Which brings me to the issue I want to raise, my point(ed hat) of contention, as it were. Having been alerted to the issue of garden gnome liberation by a cutting-edge journalistic piece appearing in our local newspaper this week, I did some investigation into the phenomenon. And what I found was alarmingly reflective of the discrimination perpetuated against women in (real) society.

As reported in The Witness this week, “garden gnome liberation is a worldwide phenomenon…a political movement dedicated to liberating gnomes from the gardens in which they are shackled…removing gnomes from gardens and either taking them out to the woods to release them or smashing them to set their spirits free.” A (g)noble cause, and one taken up in earnest by liberation movements around the world – like the Free the Gnomes group in the United States.

But if one looks more closely at the reports and photographic testimonies of the struggle for gnome civil liberties and rescue attempts around the world, one notices that the gnomes that are liberated all share one common characteristic: they are all male gnomes.
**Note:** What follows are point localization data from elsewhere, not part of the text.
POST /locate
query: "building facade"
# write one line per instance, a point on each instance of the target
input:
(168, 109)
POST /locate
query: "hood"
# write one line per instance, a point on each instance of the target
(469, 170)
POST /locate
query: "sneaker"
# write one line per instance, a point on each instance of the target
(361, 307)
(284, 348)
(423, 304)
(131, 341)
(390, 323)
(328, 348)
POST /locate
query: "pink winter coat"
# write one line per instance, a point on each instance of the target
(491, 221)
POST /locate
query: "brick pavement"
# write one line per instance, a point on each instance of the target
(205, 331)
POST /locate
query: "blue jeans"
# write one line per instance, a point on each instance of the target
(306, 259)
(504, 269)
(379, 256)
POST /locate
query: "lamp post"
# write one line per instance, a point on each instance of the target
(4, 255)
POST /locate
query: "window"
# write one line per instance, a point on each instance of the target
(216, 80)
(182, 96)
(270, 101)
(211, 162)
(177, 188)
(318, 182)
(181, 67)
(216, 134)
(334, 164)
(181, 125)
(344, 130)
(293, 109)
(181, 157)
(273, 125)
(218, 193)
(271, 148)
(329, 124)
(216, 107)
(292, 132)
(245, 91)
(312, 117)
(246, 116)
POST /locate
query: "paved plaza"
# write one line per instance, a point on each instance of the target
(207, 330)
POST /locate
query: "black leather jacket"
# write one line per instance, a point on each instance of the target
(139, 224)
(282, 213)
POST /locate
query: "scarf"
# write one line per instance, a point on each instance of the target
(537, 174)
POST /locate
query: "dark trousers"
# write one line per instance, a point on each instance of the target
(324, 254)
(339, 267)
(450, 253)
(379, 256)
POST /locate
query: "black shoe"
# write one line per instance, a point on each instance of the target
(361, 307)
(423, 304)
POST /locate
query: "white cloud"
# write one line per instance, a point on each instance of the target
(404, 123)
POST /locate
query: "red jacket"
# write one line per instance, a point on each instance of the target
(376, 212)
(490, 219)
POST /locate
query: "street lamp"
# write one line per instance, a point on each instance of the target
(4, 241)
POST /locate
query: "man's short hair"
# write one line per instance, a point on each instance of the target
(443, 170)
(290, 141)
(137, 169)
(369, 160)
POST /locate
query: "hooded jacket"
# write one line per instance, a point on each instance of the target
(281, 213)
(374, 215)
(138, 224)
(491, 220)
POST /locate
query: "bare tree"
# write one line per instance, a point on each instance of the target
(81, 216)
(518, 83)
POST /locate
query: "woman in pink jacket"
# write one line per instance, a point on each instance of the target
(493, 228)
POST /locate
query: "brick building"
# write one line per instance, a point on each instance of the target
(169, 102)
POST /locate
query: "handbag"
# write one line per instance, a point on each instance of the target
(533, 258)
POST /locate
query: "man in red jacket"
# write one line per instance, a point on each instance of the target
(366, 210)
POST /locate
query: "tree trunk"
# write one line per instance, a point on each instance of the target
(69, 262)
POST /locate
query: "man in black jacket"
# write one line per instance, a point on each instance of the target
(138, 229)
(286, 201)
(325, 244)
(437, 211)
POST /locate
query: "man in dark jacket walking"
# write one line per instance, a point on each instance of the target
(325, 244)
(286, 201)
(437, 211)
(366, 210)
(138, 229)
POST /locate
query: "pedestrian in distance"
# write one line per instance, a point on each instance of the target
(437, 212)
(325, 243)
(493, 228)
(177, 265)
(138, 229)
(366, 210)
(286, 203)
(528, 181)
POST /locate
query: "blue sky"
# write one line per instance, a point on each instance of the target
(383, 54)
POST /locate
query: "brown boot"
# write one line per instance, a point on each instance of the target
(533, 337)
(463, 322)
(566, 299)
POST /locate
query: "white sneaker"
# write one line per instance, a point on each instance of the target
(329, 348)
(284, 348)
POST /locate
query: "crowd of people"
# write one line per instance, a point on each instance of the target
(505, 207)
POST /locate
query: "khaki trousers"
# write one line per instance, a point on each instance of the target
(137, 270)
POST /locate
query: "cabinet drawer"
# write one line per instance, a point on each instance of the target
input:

What about the female gnomes? Could these liberation fronts be operating on the assumption that women are more contented to stay ‘shackled’ in floral domesticity, while men have the biological need and moral right to be set free, to run wild?

2 comments:

Anonymous said...

I wrote the BBC Jersey article you linked to.

My feeling on the no female gnome issue is that the female gnomes probably organised themselves to escape years ago (which is why all gnomes are now old men - no women, no new gnomes).

The men have just been to lazy or contented to stop fishing and leave the gardens.

Finally they're clothes are getting smelly, they'vee run out of fish in the pond and there is now beer in toadstall so when they called for their wives and got no response they decided to get up and go looking themselves.

Tamara L said...

Willow Mclovin
I have been a great lover of gnomes for several years now and I never realized how oppressed they really are! Gnomes should be entitled to the same rights as other people. Gnomes deserve to be honored for their peace loving ways and we should learn from them, not keep them as slaves to our desire for trendy landscaping.